Musul meselesinin kesin olarak çözüme kavuştuğu bir sırada 1926 yılının yaz aylarında Nadolny, bu konuda Berlin’in Türkiye üzerinde herhangi bir etkide ya da baskıda bulunmasının mümkün olmadığını, böyle bir tutum içine girilmesi halinde Almanya ile Sovyetler Birliği arasındaki ilişkilerin zedelenebileceğini yazıyordu. Böylece Almanya, Musul meselesinde, her ne kadar doğrudan doğruya Türkiye’nin yanında ve İngiltere’ye açıkça karşı bir tutum almaktan kaçınmaktaysa da, diğer yandan bu sorunun Türkiye için taşıdığı önemi değerlendirerek, gerek Türk-Alman ve gerekse Türk-Sovyet ilişkilerinin bu sorun yüzünden zarar görmesini engellemek için İngiltere’nin yanında ve Türkiye’ye karşı bir tutum almaktan da aynı şekilde kaçınmaya çalışıyordu. Almanya bu hassas ve kritik sorunda, dengeli bir tutum içinde, Türk-Alman ilişkilerinin herhangi bir şekilde zarar görmesini engellemek yönünde çaba harcıyordu.
MUSUL SORUNU NEYDİ?
Musul sorunu, Türkiye’nin Irak sınırını, o zamanki realite içinde ise İngiltere ile sınırını çizmek anlamına geliyordu.
Elbette bölgenin petrol zengini bir yer olduğu uzun zamandan beri biliniyordu. Pek çok tarihçi Birinci Dünya Savaşı’nın bir başka nedenini de bölgedeki petrol yataklarının paylaşımı olarak tanımlar. Petrol bölgesinin önemli kısmına İngiltere el koymuştu. O kadar ki, Fransa’ya bile bu konuda taviz vermekten yana olmayan bir İngiliz politikası söz konusuydu.
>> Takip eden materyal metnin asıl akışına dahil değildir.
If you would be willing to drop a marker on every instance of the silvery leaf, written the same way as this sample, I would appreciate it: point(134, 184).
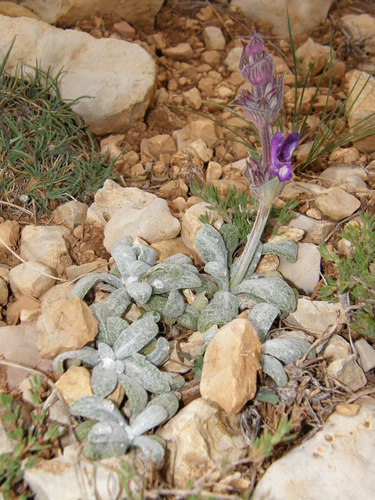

Savaştan sonra İngiltere’nin bu konuda Fransa’ya verdiği sözleri bile tutmaması, zaten bu iki ülke arasında gedik de açmadı değil. Bunu anlatmamın nedeni, İngiltere’nin en yakın müttefikine bile yer açmak istemediği bir bölge için neleri göze alabileceğini açıklamaktır.
Ankara’nın şansını kaybettiği an
Lozan’da bu konu çok uzun tartışıldı; her iki taraf da bölgenin kendisinde kalmasını istedi. Herkesin kendince önemli gerekçeleri vardı elbette. Ama hiç kimse bir diğerini ikna edemedi. Bu iş Lozan’da ya anlaşmanın tamamen kesintiye uğramasına neden olacaktı; ya da anlaşma imza edilecek, ama sorun zamana yayılacaktı. Ankara, Lozan’ı imzalarken sorunu iki ülke arasında ayrıca görüşmeler yoluyla halletmeye karar vermişti. Fakat iki ülke arasında bir anlaşmaya varılamadığı takdirde, konu otomatik olarak Milletler Cemiyeti’nin hakemliğine sürüklenecekti. Nitekim İngiltere ile Türkiye arasındaki görüşmeler bekleneceği gibi sonuçsuz kaldı. Konu cemiyete intikal ettiğinde, Ankara’nın pek bir şansının kaldığı da söylenemezdi doğrusu.
Ankara’nın müdahale planları
Diğer yandan, sanıldığının aksine, Ankara da kuzu kuzu oturup beklemedi. Gerekirse Musul’u askerî güç kullanarak ele geçirme planını da devreye soktu. Önemli bir askerî güç bu işe tahsis de edildi. Ne var ki, İngiltere de dünkü çocuk sayılmazdı; Musul’a askerî müdahalede bulunmayı planlayan Türkiye’yi zor sokabilecek en önemli kozlarını ardı ardına oynadı: Önce Nasturî, ardından Şeyh Sait ayaklanması. Bu gelişmelerde doğrudan İngiliz desteği olmasa da, Ankara’nın işin şakaya gelir tarafı olmadığını göstermiş oldu. Türkiye’nin dışarıda bir müdahalede bulunmasından önce rejimini ve iç istikrarını koruması gerektiği hatırlatılmış oldu. Bu bakımdan Ankara’nın gerçekçi davranmasına şaşmamak gerekir.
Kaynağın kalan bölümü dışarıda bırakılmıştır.